Speaking very loosely, primitives on the JVM are values which are represented directly in memory, instead of as pointers to objects on the heap. Clojure (again, very loosely) generally treats everything as a pointer to a heap object. There is no specialized equivalent for, say, a vector of shorts, or a map where values are floats. The compiler can emit specialized function signatures for... IIRC longs and doubles, but other types (e.g. byte, float) aren't directly accessible--they go through widening conversion.

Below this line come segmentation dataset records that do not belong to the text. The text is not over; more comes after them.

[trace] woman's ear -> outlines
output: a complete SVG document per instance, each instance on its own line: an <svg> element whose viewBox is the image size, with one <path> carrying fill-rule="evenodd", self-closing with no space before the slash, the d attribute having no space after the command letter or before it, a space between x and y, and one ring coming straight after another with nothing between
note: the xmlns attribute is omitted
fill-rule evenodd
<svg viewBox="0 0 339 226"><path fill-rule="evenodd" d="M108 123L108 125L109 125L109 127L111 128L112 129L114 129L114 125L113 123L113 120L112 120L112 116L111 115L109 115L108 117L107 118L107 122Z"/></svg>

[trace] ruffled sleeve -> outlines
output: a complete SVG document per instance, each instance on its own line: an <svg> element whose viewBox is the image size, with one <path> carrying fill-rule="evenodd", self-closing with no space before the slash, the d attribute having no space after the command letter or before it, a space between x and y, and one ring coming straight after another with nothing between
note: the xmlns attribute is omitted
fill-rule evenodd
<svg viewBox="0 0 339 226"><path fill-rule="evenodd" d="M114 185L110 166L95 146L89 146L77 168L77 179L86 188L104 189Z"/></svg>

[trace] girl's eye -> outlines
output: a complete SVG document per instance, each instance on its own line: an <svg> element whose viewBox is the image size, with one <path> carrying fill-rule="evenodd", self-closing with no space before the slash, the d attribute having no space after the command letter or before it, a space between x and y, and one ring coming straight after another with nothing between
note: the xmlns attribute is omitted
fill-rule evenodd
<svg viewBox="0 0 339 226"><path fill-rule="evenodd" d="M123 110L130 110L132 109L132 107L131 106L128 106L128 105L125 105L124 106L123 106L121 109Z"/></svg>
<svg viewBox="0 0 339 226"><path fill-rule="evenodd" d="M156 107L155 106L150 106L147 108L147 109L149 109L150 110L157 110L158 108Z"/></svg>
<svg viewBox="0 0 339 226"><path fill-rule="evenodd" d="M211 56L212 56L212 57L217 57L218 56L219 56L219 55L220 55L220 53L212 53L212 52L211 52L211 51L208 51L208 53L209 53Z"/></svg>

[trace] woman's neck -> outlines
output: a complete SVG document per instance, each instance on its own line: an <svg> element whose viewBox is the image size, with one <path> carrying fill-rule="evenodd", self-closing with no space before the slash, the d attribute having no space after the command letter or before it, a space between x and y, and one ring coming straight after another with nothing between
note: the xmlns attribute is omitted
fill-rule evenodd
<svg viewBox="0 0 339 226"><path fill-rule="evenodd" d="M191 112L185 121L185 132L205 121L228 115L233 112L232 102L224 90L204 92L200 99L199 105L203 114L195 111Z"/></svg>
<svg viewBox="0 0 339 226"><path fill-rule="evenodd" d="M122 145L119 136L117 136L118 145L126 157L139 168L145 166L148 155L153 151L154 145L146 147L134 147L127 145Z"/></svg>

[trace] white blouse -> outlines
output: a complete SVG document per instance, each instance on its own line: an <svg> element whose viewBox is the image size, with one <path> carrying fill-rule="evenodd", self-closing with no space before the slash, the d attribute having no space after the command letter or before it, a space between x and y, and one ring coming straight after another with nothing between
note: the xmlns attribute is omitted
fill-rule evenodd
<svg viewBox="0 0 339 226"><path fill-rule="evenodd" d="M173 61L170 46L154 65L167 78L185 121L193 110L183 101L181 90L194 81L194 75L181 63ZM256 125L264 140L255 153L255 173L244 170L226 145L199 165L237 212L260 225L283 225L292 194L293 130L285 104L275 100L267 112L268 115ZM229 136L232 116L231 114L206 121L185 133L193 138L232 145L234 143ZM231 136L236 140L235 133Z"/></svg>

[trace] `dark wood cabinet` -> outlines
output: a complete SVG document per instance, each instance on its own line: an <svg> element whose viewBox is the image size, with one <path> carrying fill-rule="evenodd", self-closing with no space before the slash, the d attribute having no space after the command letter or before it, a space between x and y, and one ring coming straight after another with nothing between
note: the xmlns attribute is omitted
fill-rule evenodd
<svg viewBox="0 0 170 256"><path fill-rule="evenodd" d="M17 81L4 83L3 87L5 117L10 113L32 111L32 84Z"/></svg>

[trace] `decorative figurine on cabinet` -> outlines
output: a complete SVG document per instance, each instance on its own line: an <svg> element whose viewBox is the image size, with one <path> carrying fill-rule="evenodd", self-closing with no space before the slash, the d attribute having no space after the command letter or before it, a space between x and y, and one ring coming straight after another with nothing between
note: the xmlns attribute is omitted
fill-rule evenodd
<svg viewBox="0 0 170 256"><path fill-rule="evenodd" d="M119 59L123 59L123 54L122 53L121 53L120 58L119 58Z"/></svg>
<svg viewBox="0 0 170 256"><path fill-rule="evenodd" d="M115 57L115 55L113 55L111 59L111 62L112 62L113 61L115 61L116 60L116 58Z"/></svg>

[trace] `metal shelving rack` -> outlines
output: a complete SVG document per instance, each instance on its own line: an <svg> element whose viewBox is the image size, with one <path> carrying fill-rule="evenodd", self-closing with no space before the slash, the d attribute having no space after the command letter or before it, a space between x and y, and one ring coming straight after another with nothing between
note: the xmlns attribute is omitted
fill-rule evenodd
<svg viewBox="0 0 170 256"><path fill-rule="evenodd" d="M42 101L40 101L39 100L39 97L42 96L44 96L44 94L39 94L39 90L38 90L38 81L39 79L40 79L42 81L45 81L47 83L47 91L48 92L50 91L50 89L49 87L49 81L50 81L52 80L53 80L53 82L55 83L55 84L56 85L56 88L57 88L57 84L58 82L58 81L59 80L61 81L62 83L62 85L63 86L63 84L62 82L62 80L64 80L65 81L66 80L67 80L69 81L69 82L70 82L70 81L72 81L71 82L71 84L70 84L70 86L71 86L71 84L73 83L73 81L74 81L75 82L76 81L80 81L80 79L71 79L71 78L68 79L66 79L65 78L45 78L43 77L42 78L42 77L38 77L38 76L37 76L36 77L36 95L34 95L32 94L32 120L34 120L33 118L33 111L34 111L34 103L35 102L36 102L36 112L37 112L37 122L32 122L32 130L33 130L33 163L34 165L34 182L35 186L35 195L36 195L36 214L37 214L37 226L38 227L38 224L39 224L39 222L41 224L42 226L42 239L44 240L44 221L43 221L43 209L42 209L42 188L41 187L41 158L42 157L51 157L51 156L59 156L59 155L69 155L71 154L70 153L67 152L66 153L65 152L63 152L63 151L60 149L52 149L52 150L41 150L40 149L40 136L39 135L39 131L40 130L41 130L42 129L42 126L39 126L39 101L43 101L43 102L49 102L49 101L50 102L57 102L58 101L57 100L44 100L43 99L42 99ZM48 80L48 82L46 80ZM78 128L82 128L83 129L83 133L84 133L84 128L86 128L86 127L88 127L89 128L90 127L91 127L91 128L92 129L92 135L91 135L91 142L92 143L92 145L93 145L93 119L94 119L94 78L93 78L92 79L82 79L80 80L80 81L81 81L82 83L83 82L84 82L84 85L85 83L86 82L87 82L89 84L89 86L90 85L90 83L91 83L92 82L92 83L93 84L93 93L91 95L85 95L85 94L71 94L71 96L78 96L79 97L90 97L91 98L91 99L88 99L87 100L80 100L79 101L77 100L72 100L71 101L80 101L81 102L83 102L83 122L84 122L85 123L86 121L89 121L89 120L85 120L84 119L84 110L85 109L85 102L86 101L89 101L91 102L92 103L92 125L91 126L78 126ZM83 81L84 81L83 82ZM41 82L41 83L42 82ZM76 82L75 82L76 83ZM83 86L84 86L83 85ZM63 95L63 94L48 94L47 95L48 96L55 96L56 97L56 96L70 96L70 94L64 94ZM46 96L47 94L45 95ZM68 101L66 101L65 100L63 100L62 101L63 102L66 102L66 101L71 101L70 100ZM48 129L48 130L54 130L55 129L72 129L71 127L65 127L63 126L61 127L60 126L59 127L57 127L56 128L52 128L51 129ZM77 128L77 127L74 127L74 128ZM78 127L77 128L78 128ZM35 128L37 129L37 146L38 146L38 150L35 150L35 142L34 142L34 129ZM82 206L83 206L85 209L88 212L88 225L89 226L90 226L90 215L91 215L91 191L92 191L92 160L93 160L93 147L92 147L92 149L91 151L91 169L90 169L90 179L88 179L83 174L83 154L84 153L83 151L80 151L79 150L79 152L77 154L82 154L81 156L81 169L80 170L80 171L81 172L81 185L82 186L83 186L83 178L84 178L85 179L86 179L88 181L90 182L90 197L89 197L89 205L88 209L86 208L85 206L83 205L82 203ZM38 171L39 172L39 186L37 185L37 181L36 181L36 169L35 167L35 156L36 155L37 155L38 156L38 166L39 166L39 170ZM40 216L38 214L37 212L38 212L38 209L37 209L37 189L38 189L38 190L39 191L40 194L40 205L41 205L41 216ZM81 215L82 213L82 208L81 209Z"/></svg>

It's also easy for the compiler to quietly fail to recognize it can preserve primitives in some kinds of loops, so you wind up with what Java calls "autoboxing": wrapping a primitive in a corresponding Object type.
Here's a recent example of some code in a hot path inside Elle, one of Jepsen's safety checkers. It does a lot in primitives, using packed structures and bitmasks to avoid pointer chasing.
How often is this necessary? I haven't been able to make an example of Java code performing faster than Clojure. I tried to make the java equivalent of this in Clojure
Necessary depends on your use case! I spend a lot of time waiting on analyses, and the more operations I can test, the more bugs I can find. I probably invest more time in performance optimization than most people.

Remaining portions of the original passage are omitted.